Jokaneen–The Other Voice [Episode #29; "The Cadaverous Planets"]
It was quiet and still, and again it was as though her mind was speaking to her, a house inside her mind, that housed her mother—the house she built in the vaults of Hell, in the tomb she laid in, died in, with, the one she sweat in and with that same body created her daughter, produced something before she died—Jokaneen, the warrior. She hadn’t forgotten the vaults of hell, where the Manticore and his demonic assistant wrapped her up in a cocoon like state, put into their complimentary vault like shell and forgotten or the most part.
She had to live and die a stranger in this underground earthy world. She had named her child Siren; she might had called her any name, anything, but Siren was the spoken name that emerged from what was left of her decayed body There was an instant though, when child and mother stood face to face, the instant before she died, before her advancing decompose flesh rushed past her like a ghost in the wind. And then, then she touched Siren, and stopped—dead!…dead!

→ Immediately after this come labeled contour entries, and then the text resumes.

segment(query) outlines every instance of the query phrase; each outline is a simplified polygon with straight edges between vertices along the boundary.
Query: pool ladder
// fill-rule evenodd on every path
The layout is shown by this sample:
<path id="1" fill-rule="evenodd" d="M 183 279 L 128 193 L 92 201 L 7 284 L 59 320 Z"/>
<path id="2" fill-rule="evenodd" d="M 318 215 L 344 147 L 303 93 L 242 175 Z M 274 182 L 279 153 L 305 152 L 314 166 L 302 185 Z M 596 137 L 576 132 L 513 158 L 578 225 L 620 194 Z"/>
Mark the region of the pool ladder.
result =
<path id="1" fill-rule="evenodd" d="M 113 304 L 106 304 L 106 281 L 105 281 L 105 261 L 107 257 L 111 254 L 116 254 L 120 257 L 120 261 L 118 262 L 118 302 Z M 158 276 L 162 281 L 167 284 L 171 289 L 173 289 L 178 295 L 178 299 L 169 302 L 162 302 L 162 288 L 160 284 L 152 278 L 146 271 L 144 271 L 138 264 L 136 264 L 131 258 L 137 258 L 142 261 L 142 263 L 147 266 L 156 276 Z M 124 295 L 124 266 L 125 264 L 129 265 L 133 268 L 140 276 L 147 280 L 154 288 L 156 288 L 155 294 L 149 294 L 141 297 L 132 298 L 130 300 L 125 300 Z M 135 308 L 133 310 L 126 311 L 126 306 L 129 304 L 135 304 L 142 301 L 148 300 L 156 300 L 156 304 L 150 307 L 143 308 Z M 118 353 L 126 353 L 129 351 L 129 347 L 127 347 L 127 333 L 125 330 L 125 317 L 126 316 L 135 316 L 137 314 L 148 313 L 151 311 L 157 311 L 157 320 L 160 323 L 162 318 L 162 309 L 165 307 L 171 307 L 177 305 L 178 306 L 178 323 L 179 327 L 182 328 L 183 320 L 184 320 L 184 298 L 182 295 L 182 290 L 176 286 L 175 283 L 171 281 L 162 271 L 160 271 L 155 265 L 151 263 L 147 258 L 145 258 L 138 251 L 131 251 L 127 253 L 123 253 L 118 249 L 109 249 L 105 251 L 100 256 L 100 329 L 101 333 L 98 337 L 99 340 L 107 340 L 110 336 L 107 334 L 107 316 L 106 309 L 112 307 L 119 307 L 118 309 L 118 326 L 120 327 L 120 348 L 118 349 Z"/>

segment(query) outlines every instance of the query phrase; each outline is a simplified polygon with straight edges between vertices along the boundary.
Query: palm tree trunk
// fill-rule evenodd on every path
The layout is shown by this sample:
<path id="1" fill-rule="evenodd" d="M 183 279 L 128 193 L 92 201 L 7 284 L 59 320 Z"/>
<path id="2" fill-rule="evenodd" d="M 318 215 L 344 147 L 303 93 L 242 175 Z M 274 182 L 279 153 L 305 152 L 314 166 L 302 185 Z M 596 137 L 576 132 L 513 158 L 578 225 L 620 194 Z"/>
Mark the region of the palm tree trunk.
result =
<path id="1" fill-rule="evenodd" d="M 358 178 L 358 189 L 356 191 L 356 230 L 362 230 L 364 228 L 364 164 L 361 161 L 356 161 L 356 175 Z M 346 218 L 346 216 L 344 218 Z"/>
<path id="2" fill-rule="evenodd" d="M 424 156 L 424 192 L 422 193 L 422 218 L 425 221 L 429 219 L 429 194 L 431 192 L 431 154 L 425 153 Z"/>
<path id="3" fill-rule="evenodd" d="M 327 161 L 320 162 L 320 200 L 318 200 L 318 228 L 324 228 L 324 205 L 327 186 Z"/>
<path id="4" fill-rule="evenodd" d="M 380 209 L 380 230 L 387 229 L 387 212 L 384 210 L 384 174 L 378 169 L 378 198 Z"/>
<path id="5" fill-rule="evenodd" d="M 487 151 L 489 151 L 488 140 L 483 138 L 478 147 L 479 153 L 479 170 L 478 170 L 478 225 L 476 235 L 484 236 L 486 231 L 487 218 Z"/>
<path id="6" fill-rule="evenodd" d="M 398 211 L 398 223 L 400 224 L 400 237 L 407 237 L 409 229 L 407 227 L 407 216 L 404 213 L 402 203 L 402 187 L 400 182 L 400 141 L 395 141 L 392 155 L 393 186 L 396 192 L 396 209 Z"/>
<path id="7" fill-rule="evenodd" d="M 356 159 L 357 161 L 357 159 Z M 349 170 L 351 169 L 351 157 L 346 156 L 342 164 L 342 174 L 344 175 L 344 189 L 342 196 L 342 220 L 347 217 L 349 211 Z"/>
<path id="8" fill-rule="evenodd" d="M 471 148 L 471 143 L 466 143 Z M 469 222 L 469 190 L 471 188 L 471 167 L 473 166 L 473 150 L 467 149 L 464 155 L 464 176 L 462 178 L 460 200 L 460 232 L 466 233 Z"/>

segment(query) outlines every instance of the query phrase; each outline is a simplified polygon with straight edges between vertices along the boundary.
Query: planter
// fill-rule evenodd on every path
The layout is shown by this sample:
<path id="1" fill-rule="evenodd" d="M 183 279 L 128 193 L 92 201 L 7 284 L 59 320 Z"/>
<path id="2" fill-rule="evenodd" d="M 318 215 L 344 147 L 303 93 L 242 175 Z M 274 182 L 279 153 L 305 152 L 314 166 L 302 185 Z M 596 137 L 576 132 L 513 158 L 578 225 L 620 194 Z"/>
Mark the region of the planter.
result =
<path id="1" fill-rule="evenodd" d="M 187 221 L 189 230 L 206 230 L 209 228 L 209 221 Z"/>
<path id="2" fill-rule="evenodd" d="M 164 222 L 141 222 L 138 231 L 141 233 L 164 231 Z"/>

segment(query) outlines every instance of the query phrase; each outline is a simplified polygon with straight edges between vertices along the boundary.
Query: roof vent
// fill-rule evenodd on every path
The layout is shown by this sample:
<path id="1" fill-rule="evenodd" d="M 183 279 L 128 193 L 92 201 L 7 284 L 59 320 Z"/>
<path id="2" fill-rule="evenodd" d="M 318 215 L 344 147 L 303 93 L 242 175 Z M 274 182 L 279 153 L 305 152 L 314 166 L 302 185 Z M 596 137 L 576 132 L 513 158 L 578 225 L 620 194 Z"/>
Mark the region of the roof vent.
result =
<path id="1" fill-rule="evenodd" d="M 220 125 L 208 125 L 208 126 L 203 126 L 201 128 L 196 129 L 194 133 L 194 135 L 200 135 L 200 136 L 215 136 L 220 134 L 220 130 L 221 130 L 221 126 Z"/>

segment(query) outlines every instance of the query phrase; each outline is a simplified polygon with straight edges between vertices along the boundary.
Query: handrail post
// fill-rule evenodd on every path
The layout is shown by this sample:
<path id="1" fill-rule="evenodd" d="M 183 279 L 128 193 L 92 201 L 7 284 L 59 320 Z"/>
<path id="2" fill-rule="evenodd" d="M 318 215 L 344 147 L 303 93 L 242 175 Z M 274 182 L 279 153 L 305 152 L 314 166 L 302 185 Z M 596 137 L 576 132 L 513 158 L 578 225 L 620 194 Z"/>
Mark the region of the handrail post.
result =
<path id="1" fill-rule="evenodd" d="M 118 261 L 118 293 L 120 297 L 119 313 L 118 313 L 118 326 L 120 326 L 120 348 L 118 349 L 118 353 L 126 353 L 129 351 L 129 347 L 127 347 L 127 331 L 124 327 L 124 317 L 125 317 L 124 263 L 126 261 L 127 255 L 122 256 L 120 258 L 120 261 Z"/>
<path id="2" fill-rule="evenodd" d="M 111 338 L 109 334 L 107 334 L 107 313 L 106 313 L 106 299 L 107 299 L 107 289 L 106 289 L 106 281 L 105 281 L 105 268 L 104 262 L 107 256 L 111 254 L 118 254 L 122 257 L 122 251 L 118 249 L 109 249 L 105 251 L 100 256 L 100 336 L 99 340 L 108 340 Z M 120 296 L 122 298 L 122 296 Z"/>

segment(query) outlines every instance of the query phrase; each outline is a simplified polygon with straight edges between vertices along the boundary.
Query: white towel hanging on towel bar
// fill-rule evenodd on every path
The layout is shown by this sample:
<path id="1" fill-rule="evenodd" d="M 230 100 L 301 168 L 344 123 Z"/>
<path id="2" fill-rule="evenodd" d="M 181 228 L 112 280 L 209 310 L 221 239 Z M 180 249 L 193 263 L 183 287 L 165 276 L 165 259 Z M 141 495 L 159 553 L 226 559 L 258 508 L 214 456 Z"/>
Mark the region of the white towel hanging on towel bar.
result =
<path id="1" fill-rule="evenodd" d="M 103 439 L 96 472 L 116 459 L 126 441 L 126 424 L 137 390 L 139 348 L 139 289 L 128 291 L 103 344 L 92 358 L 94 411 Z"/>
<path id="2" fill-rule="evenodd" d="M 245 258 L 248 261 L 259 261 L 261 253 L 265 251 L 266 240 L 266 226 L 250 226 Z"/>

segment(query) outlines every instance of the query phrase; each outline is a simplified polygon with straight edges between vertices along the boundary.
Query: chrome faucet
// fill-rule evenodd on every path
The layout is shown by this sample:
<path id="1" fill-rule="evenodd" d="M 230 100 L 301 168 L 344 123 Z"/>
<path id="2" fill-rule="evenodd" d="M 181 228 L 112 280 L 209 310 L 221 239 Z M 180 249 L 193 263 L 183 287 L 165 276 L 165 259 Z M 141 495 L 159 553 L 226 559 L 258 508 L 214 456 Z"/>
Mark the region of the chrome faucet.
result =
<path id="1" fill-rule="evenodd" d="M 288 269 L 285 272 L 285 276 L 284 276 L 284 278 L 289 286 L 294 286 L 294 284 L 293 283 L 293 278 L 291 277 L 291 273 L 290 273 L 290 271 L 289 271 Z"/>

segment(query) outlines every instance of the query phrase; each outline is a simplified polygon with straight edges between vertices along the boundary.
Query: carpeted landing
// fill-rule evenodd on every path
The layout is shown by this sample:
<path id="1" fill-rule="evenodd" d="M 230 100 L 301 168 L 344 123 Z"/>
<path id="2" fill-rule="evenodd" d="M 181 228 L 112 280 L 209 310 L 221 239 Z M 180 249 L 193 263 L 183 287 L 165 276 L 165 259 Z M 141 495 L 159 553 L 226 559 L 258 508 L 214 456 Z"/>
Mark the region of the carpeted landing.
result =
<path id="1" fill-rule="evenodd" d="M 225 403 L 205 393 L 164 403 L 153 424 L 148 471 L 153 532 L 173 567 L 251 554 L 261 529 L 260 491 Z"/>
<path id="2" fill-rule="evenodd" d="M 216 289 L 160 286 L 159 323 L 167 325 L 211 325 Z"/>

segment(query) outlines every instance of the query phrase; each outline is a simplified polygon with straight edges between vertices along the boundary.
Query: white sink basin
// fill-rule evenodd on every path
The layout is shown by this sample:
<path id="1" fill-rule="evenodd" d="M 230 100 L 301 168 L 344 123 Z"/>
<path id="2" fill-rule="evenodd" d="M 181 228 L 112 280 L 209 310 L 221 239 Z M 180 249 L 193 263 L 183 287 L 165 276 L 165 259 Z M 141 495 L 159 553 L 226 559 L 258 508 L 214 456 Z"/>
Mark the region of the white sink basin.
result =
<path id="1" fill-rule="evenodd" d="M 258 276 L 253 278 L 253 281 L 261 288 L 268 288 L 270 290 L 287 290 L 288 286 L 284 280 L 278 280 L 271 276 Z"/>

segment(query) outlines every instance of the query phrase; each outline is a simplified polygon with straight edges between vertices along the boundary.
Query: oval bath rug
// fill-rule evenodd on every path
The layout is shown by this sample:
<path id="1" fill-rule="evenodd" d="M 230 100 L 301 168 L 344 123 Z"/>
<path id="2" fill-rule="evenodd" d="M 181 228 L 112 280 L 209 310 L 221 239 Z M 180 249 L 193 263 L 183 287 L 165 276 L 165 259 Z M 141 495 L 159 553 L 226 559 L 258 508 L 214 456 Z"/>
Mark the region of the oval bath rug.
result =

That is how it was, how she remembered it, not all of it, she didn’t remember all of it, I mean, how she got into Siren’s head: perhaps her body didn’t fully stop, since her voice, her echo in her voice, the residue from this release—blindly against her solid skull slipped into Siren, an imponderable weight, like an instrument, thus was created sound, the voice.
Siren knew the voice, it was her mother’s voice, it was not mere amusement out of the rage for what the demonic beings had done to in her, in Hells vaults that created the voice, it was a timorous voice searching for a window, and found it, because her character, her psyche, her essence couldn’t rest. She had already been in the unforgettable valley of torment, and she was unbending. All she had left was the voice: nothing more to give to her daughter. Thus, the mind of the embryo called Siren, gave permission to the voice to enter, and it did, found a corner in the mind, and it did: now tied to an umbilical voice.
Day of Resurrection
Siren upon birth just stood there, motionless in the posture of wanting to run—not sure where, but run was in her mind; the two of them: daughter, and mother in that furious immobility, a ghost in her mind—who fell to darkness, in a room all alone in her mind, and now made her fist whisper to a daughter frozen in birth.
“Kenaj, Kenaj [Archbishop of Bruges] is dead, in the north land, the arctic of Moiromma. Ah, my daughter had but one night with him. She cried, she cried, I have never cried. She’s calling me asking me to ‘Wake up mother, please wake up, help me to know what to do,’ I hear her plea. Child in fear, and only I can hear, and the God of Gods (she whispers: all will be ok).”